Getting thrown into this new environment and just discovering that it's okay to be that way – it's okay to be all of those emotions, and see just how people embrace that. Because of that vulnerability, you make instant friends with people while you're traveling.
At Livingly, our focus is on living life beautifully. What does living beautifully mean to you?
For me, I think it is pretty simple. I think living beautifully is finding that completeness within yourself, where you overcome judgment. The world can be hard, and you can be harder on yourself; but I think living beautifully is finding that completeness, and whatever helps you there. For me that was travel, for me that was finding people that I didn't know were out there. I didn't know that this was a part of who I am as a person now; I didn't know travel would be my future when I was even 20 years old, so that was kind of crazy.
By being complete you become a more self-expressed person, because you actually understand all the bits and pieces that make you who you are, and you're proud of that, confident in that; and you don't have to be perfect.
Being complete doesn't mean being perfect.
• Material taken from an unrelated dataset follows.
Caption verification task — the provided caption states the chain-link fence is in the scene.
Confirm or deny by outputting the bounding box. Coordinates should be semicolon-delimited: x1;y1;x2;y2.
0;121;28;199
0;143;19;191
We could be this crazy jigsaw puzzle of pieces, and each of those is unique. I think that is what is beautiful. We are all unique, and that's what's so cool, but we can also connect with some of the pieces that make us who we are, that we have in common with other people; but then, you also learn from other people, because that's part of the process. We can be complete with ourselves, but also open to this idea of self-growth. I think living beautifully is finding that presence, like, Okay, this is what it is right now; it's not like I need to improve this, or I need to change this.
Accepting the moment for what it is.
And understanding that growth will happen the rest of our lives, but to be open to it. Just that beauty in life is that you can love yourself for all the bits and pieces, and as you continue to grow as a person, you bring new elements into the puzzle, [but] that you're not defined by it.
Definitely. And I think the only way to really grow is to love yourself first, so that you can be open to learning from the experiences and the people that you come across.
I think that in order to really love yourself is to know yourself. And that comes with being open to those experiences, and the hardships. I think most of us can relate that we learn some of our biggest life lessons in the hardest times in our lives. How we react to things. Some of my favorite travel experiences were probably the least glamorous. That one time I had to run to the train, I tripped and I ate it, and I have a scar on my elbow, but I learned from it. And now it's a part of who I am.
There's so many elements that fall into that sort of motto. That's what I've learned in the short time that I've been on this earth, but I hope that I inspire people to figure it out for themselves.